Sunday, 04 January, 2004

Century Ride

I had planned to ride 100 miles on Thursday, but changed my plans when we decided to spend New Year's Eve dancing.  Instead, I did it yesterday.  I was a little concerned about my ability to ride that far, considering that the furthest I've ridden since last March is just under 70 miles.  I set out yesterday morning at about 10:30 for 7 hours on the bike.  I managed to do things right this time:  maintained a steady pace, ate regularly, and drank plenty of fluids.  Other than a little nausea from too much Gatorade, I felt pretty good.  After a big plate of spaghetti and a couple of Aleve for the aching legs, I crawled in bed and slept like a rock.  This morning I rode 32 miles to get the kinks out and except for my legs being a little tired, I felt fine.

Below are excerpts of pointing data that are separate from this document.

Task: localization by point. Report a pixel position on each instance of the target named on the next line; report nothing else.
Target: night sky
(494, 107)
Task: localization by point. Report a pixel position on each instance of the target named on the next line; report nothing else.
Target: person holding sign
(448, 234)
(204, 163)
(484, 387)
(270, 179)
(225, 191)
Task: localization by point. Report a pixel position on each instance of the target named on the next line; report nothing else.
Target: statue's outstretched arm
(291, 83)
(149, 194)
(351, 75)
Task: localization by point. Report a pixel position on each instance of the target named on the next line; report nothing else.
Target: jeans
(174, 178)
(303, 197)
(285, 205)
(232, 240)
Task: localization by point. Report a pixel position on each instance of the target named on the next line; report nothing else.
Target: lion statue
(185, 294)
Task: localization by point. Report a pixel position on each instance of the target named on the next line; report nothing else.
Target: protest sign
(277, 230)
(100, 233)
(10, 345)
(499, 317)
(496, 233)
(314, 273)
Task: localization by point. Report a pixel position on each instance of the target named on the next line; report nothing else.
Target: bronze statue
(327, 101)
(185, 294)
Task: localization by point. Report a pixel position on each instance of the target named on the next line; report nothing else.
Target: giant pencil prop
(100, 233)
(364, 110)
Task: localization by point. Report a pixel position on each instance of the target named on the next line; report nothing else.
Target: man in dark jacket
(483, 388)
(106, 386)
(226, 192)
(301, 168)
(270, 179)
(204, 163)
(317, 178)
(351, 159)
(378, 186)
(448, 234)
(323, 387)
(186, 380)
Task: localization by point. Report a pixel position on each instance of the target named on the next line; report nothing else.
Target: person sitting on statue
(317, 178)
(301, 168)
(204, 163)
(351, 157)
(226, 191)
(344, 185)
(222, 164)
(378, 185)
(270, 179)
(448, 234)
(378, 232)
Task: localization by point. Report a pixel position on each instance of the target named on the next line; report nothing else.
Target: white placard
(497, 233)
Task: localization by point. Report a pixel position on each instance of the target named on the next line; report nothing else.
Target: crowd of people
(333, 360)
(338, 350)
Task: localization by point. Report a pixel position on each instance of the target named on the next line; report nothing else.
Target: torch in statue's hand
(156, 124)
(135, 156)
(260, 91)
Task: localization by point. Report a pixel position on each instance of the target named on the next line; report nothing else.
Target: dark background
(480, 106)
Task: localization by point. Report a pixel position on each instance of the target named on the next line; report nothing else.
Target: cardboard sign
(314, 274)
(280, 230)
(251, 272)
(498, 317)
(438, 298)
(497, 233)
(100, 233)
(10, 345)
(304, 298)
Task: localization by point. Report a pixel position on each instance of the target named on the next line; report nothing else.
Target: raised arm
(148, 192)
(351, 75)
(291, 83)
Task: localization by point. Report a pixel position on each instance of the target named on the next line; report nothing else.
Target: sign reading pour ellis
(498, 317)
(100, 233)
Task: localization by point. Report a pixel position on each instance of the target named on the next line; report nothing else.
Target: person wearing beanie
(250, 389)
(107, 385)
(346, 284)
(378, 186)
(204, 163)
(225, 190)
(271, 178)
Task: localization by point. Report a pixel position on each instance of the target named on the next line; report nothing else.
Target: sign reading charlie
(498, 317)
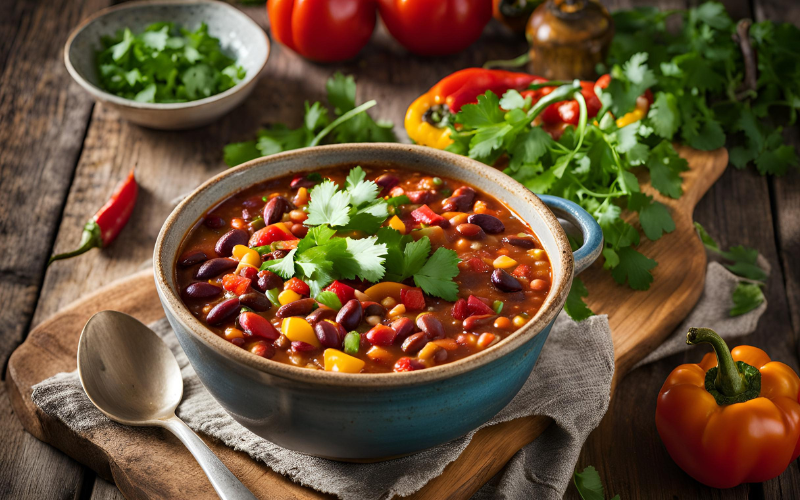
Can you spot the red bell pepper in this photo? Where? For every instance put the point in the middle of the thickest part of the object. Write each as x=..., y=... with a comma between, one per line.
x=107, y=223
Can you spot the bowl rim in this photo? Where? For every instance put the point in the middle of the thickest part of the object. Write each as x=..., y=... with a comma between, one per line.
x=99, y=93
x=547, y=313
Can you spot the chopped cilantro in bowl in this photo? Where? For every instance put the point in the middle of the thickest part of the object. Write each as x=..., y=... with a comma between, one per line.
x=166, y=64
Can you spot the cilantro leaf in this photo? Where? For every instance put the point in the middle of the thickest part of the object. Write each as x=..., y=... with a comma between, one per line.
x=746, y=297
x=575, y=307
x=634, y=268
x=436, y=276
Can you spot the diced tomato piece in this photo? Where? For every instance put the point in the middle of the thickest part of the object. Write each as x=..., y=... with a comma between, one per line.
x=418, y=197
x=381, y=335
x=522, y=271
x=297, y=285
x=460, y=310
x=413, y=299
x=254, y=325
x=268, y=235
x=344, y=292
x=477, y=306
x=475, y=264
x=406, y=364
x=236, y=284
x=424, y=215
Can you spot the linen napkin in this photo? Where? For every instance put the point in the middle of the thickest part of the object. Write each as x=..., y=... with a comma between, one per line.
x=570, y=383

I'm just a little over halfway through my training program.  I'm confident that if I stick with the program for the next 12 weeks, I'll have no trouble with the ride to south Texas at the end of March.

Friday, 02 January, 2004

RTF Pocket Guide

Author Sean M. Burke contacted me last month about his book RTF Pocket Guide, and was kind enough to have the publisher send me a copy.  RTF (Rich Text Format) is the markup language that Microsoft uses for many different things:  Office applications (including Exchange Server, if you can believe it), the rich text controls in Windows, and the old (really old now) Windows Help all use RTF.  Even in the presence of HTML and XML, RTF serves as a universal text format.  Many non-Microsoft applications support it.

The RTF Pocket Guide explains simple RTF:  the file format and basic commands, and also has a section on creating Windows Help files.  The book doesn't explain everything.  For that you want to study the RTF Specification.  (Oddly, Microsoft says that the current RTF Specification version number is 1.7, but version 1.6 is the latest version available on the site.)  This book will give you the information you need to get started, including a few sample programs written in Perl that generate RTF documents.  Noticeably absent is any information about parsing RTF, but that's understandable considering that the book is not intended to be exhaustive.  All in all, it's a great reference guide that I recommend for anybody who's working with RTF documents.

Thursday, 01 January, 2004

Happy New Year

Debra and I usually go to dinner and then spend a quiet evening at home on New Year's Eve.  We go to bed early and then wake up at midnight when people in the neighborhood start shooting off fireworks.  Last night we did something completely out of character:  following a good sushi dinner we went to a country and western nightclub with some friends for an evening of dancing.  I was the designated driver, so I limited myself to a single glass of champagne at midnight.  We had a great time dancing and talking with friends, and by the time we left at 2:00 there was almost nobody on the road.  I had originally planned to do a long bike ride today, but put it off because we didn't get to bed until 3:00.  I'm not as young as I used to be and I need my sleep.